Hi Emre, et al,
I looked at the failed experiment Aaron shared. It was executed in ls6.
I looked at ls6 experiments for the past year and 9 months ago the cluster
started asking for a project allocation. Before, Ultrascan had submitted
successfully without a project allocation.
So right now, to submit to ls6, you need to contact them, provide your
details and ask for the project allocation number.
The messages we see from ls6 [1]
Aaron, do you have issues submitting to other clusters, or the research to
be done in ls6?
Thanks,
Eroma
----
[1]
A1394806797 STDOUT
-----------------------------------------------------------------
Welcome to the Lonestar6 Supercomputer
-----------------------------------------------------------------
No reservation for this job
--> Verifying valid submit host (login2)...OK
--> Verifying valid jobname...OK
--> Verifying valid ssh keys...OK
--> Verifying access to desired queue (normal)...OK
--> Checking available allocation FAILED
A1394806797 STDERR
ERROR: You have no project in the projectuser.map file (in
accounting_check_prod.pl).
Please report this problem:
U. of TX users contact (https://portal.tacc.utexas.edu/consulting)
------
On Fri, Oct 25, 2024 at 11:05 AM Lahiru Jayathilake <
[email protected]> wrote:
>
>
> ---------- Forwarded message ---------
> From: Emre Brookes <[email protected]>
> Date: Tue, Oct 22, 2024 at 4:10 PM
> Subject: Re: Failed but metascheduler did not resubmit job
> To: <[email protected]>, Lahiru Jayathilake <
> [email protected]>
> Cc: <[email protected]>
>
>
> Hi Lahiru,
>
> I really appreciate your work on this.
> It's important that we have a working system that we can include in our
> progress report to the NIH & I'd like to see Aaron able to finish his
> paper this year.
> If there's anything we can do from our end to expedite this, please let
> me know.
>
> Thanks,
> Emre
>
> Lahiru Jayathilake wrote:
> > *EXTERNAL EMAIL*
> >
> > Hi Aaron,
> >
> > Thank you for your patience, and I apologize for the delay in getting
> > back to you regarding the issue.
> >
> > After further investigation, I noticed that the current version of the
> > Airavata Metascheduler does not support automatically resubmitting
> > jobs to different clusters when a job fails after successful
> > submission (e.g., due to resource allocation issues). I've now created
> > a task [1] to add this feature, which will enable the expected
> > functionality. This enhancement will take some time to implement, but
> > we’ll keep you updated on the progress.
> >
> > Please feel free to reach out if you have any further questions or
> > need additional information.
> >
> > [1] - https://issues.apache.org/jira/browse/AIRAVATA-3893
> > <https://issues.apache.org/jira/browse/AIRAVATA-3893>
> >
> > Thanks,
> > Lahiru
> >
> > On Wed, Oct 16, 2024 at 7:36 PM Aaron Householder
> > <[email protected] <mailto:[email protected]>> wrote:
> >
> > Hi,
> >
> > Is there any update?
> >
> > Regards,
> >
> > Aaron
> >
> > *From: *Aaron Householder <[email protected]

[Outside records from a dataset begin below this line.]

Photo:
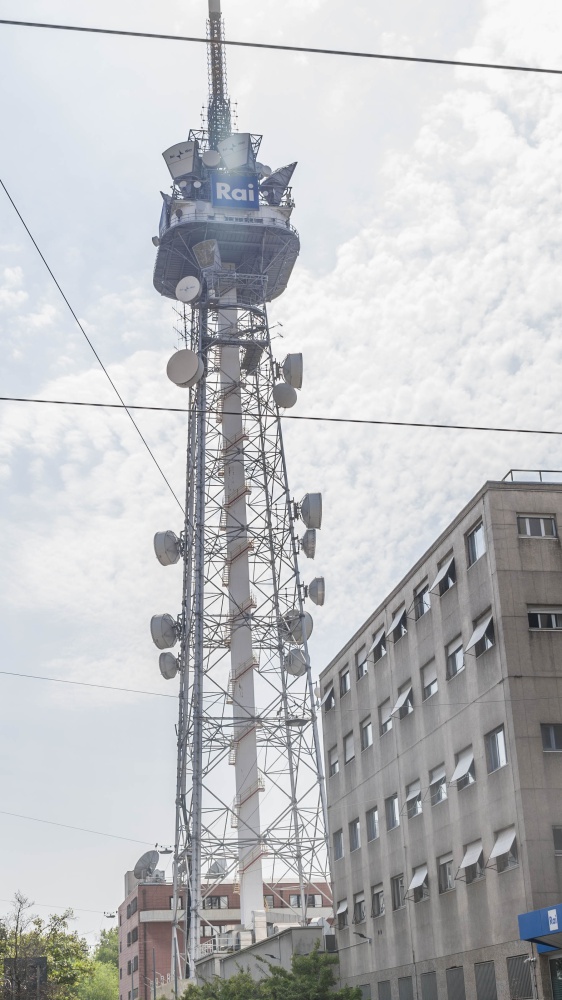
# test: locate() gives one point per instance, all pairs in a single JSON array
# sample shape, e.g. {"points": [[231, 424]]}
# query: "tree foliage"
{"points": [[311, 978], [24, 935]]}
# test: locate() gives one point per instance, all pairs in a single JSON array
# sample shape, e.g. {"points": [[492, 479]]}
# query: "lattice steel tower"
{"points": [[246, 704]]}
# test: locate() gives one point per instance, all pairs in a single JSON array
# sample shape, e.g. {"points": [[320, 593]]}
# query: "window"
{"points": [[348, 748], [361, 662], [473, 862], [333, 762], [422, 602], [437, 785], [445, 873], [372, 817], [429, 985], [405, 702], [354, 835], [446, 577], [397, 892], [455, 983], [504, 851], [215, 903], [392, 813], [496, 756], [464, 773], [483, 637], [419, 885], [545, 618], [485, 981], [366, 733], [385, 717], [328, 700], [455, 658], [359, 908], [338, 845], [398, 625], [379, 645], [536, 526], [475, 544], [519, 977], [377, 901], [551, 733], [413, 799], [341, 913], [429, 680]]}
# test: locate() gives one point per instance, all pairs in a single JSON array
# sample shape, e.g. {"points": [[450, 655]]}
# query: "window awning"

> > <mailto:[email protected]>>
> > *Date: *Saturday, October 12, 2024 at 8:12 PM
> > *To: *[email protected] <mailto:[email protected]>
> > <[email protected] <mailto:[email protected]>>
> > *Subject: *Re: Failed but metascheduler did not resubmit job
> >
> > Hi Lahiru,
> >
> > Any update on this issue? This is an impediment to getting this
> > rolled out to UltraScan users. My understanding is that if the job
> > fails while verifying and making checks that the metascheduler
> > should try another resource.
> >
> > Is there anything I can do to help?
> >
> > Regards,
> >
> > Aaron
> >
> > *From: *Lahiru Jayathilake <[email protected]
> > <mailto:[email protected]>>
> > *Date: *Thursday, September 12, 2024 at 1:42 PM
> > *To: *[email protected] <mailto:[email protected]>
> > <[email protected] <mailto:[email protected]>>
> > *Subject: *Re: Failed but metascheduler did not resubmit job
> >
> > Hi Aaron,
> >
> > Thanks for contacting us. We will look into this issue and get
> > back to you.
> >
> > Best,
> > Lahiru
> >
> > On 2024/09/11 18:45:33 Aaron Householder wrote:
> > > Hi Airavata,
> > >
> > > I’m working on connecting Ultrascan3 to Airavata. As the message
> > below shows, if the job fails the metascheduler might not retry
> > the job. Is there a resource available to take a look at this issue?
> > >
> > > Regards,
> > > Aaron
> > >
> > > From: Aaron Householder <[email protected]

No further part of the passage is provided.